IBM telah membangun prosesor dual-ISA pertamanya, satu chip yang mampu menjalankan instruksi ARM dan z/Architecture secara native. Ini penting karena menunjukkan bagaimana perangkat keras mainframe berkembang untuk mendukung beban kerja campuran AI dan enterprise tanpa lapisan terjemahan tambahan, sebuah pergeseran yang menyentuh infrastruktur di balik perangkat AI dan perangkat terhubung di masa depan.

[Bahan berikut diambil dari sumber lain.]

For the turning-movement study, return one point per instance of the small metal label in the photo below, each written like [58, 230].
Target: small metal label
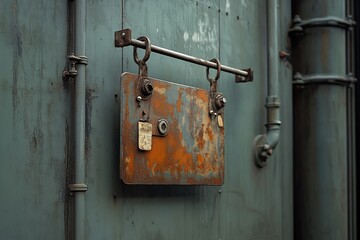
[145, 136]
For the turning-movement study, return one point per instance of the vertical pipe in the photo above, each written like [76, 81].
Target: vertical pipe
[80, 119]
[265, 144]
[320, 127]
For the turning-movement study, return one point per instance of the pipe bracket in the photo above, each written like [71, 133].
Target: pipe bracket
[299, 25]
[300, 79]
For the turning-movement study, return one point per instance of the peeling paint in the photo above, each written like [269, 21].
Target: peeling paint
[206, 36]
[192, 152]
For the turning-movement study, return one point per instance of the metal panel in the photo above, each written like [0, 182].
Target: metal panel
[192, 151]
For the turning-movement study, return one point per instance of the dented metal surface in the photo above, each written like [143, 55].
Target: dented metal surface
[187, 144]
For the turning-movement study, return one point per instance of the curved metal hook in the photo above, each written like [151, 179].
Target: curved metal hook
[147, 50]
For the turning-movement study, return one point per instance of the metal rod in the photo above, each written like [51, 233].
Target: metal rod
[123, 39]
[188, 58]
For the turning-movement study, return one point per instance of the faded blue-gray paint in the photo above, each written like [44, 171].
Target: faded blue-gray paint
[34, 105]
[253, 203]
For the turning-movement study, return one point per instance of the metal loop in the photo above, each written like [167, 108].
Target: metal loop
[215, 60]
[147, 50]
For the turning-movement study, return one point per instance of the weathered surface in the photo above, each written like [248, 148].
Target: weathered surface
[192, 151]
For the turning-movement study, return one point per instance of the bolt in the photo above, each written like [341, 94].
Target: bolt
[163, 126]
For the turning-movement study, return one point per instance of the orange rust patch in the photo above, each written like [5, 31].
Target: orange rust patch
[192, 150]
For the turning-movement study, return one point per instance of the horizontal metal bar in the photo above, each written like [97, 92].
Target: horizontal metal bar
[123, 39]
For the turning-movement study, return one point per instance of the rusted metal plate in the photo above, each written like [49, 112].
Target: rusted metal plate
[187, 145]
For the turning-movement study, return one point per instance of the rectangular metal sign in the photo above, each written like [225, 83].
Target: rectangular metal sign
[169, 137]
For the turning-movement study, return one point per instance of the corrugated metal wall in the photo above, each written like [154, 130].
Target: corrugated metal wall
[36, 123]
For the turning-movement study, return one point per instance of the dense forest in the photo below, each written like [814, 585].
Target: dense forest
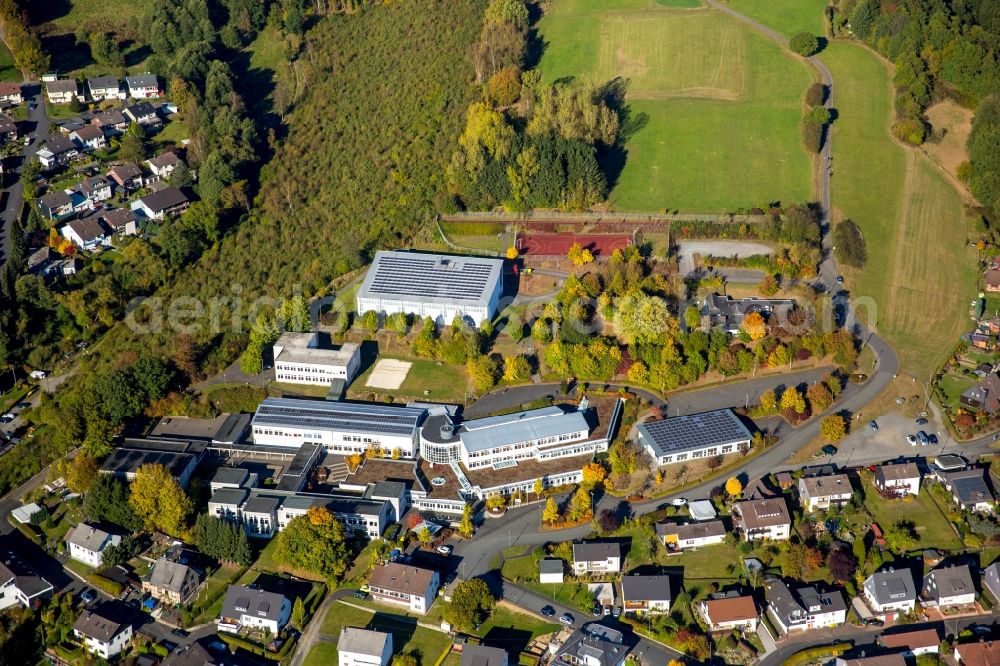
[941, 49]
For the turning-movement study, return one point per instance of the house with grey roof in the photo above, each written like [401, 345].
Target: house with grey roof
[948, 586]
[245, 608]
[891, 591]
[87, 543]
[597, 557]
[646, 594]
[482, 655]
[171, 582]
[803, 608]
[364, 647]
[691, 437]
[439, 286]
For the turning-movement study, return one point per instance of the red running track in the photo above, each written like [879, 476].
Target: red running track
[557, 245]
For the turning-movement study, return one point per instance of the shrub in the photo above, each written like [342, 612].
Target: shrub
[804, 43]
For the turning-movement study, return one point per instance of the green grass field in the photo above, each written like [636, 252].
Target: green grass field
[721, 101]
[920, 274]
[786, 16]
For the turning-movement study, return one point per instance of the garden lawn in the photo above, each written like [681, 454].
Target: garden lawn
[786, 16]
[443, 381]
[920, 274]
[723, 104]
[932, 526]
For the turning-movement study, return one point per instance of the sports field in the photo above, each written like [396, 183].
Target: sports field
[723, 103]
[920, 272]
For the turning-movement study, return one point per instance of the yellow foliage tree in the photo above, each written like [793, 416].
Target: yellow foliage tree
[733, 487]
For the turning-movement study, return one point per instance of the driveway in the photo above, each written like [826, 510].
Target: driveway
[687, 250]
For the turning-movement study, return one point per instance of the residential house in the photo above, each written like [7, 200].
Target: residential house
[88, 138]
[245, 608]
[912, 642]
[822, 492]
[171, 582]
[991, 580]
[142, 113]
[121, 221]
[10, 92]
[597, 557]
[96, 189]
[162, 165]
[86, 234]
[25, 589]
[804, 608]
[898, 479]
[8, 128]
[405, 585]
[594, 645]
[676, 536]
[763, 519]
[102, 632]
[550, 570]
[87, 543]
[110, 121]
[364, 647]
[969, 488]
[482, 655]
[984, 396]
[156, 206]
[104, 87]
[991, 280]
[56, 205]
[127, 176]
[142, 86]
[891, 591]
[729, 612]
[62, 91]
[58, 151]
[948, 586]
[983, 653]
[646, 594]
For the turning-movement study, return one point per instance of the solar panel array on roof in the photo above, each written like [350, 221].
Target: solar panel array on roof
[696, 431]
[415, 276]
[338, 416]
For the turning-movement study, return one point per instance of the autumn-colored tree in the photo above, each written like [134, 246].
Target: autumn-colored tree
[833, 428]
[733, 487]
[551, 512]
[754, 326]
[593, 474]
[159, 500]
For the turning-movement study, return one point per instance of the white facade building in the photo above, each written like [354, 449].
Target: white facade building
[298, 359]
[438, 286]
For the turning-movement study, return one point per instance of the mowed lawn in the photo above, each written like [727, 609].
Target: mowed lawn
[786, 16]
[723, 103]
[920, 274]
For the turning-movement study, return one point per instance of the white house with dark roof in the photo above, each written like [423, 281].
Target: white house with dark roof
[948, 586]
[683, 438]
[597, 557]
[102, 634]
[439, 286]
[646, 594]
[898, 479]
[364, 647]
[891, 591]
[822, 492]
[804, 608]
[87, 543]
[244, 608]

Apa yang sebenarnya terjadi
Menurut Tom's Hardware, prosesor AI mainframe generasi berikutnya dari IBM menggunakan core dual-ISA yang secara native menjalankan instruksi ARM dan z/Architecture dalam core yang sama. Chip ini dibuat dengan proses node 2nm dan memiliki 11 core. Setiap core beroperasi pada frekuensi dasar 5,7 GHz, menurut laporan tersebut. IBM menyebut desain ini sebagai core pertamanya yang mampu menangani dua arsitektur set instruksi (ISA) berbeda tanpa lapisan terjemahan, memperluas dukungan software di seluruh lini mainframe-nya. Laporan tersebut menggambarkan prosesor ini sebagai bagian dari upaya IBM memperluas jenis beban kerja yang bisa dijalankan secara native oleh satu chip mainframe, menggabungkan kode z/Architecture kelas enterprise dengan software berbasis ARM.
Bagaimana ceritanya
Mainframe selama ini mengandalkan satu set instruksi eksklusif, yang memisahkannya dari chip berbasis ARM yang umum digunakan pada ponsel, perangkat edge, dan kini semakin banyak di server cloud. Menjalankan dua arsitektur dalam satu core, alih-alih melalui emulasi atau chip terpisah, merupakan perubahan struktural dalam cara IBM merancang perangkat kerasnya. Langkah ini mengikuti pola industri yang lebih luas, yaitu mengonsolidasikan desain chip agar mampu menangani lebih banyak jenis beban kerja dengan komponen yang lebih sedikit namun lebih padat, seiring node proses menyusut menuju 2nm. Detail spesifik mengenai generasi chip mainframe IBM sebelumnya dan bagaimana desain ini dibandingkan dengannya belum tercakup dalam pemberitaan yang ada saat ini.
Mengapa ini penting bagi Anda
Bagi perusahaan yang menjalankan mainframe IBM, dukungan ARM native berpotensi menyederhanakan proses menjalankan software AI dan cloud modern yang dikompilasi untuk ARM berdampingan dengan sistem z/Architecture lama, tanpa overhead emulasi tambahan. Bagi produsen chip dan penyedia infrastruktur, ini menandakan bahwa desain dual-ISA bisa menjadi cetak biru untuk menggabungkan komputasi AI dengan pemrosesan enterprise tradisional. Bagi pengguna layanan AI sehari-hari, termasuk mereka yang memakai perangkat wearable dan AR, chip backend yang lebih cepat dan fleksibel pada akhirnya bisa berarti pemrosesan beban kerja AI yang lebih cepat dan efisien, meski IBM belum merinci rencana penerapan langsung untuk konsumen atau edge.
Pertanyaan besarnya
Core dual-ISA milik IBM memunculkan pertanyaan besar bagi desain chip. Jika satu core bisa menjalankan dua set instruksi yang sangat berbeda secara native, apakah industri masih memerlukan lini prosesor terpisah untuk sistem enterprise dan beban kerja AI? Atau justru menggabungkan arsitektur dalam satu chip menjadi jalan jangka panjang yang lebih efisien, membentuk ulang cara perangkat keras masa depan dibangun, dari mainframe hingga perangkat yang dikenakan orang?
Yang perlu diperhatikan
IBM belum mengumumkan tanggal rilis publik, nama produk, atau acara peluncuran untuk prosesor ini, menurut laporan yang tersedia. Pantau spesifikasi resmi, data benchmark, dan linimasa penerapan dari pengungkapan perangkat keras IBM berikutnya. Laporan lebih lanjut tentang bagaimana desain dual-ISA ini dibandingkan dengan chip mainframe IBM sebelumnya akan membantu memperjelas dampak nyatanya.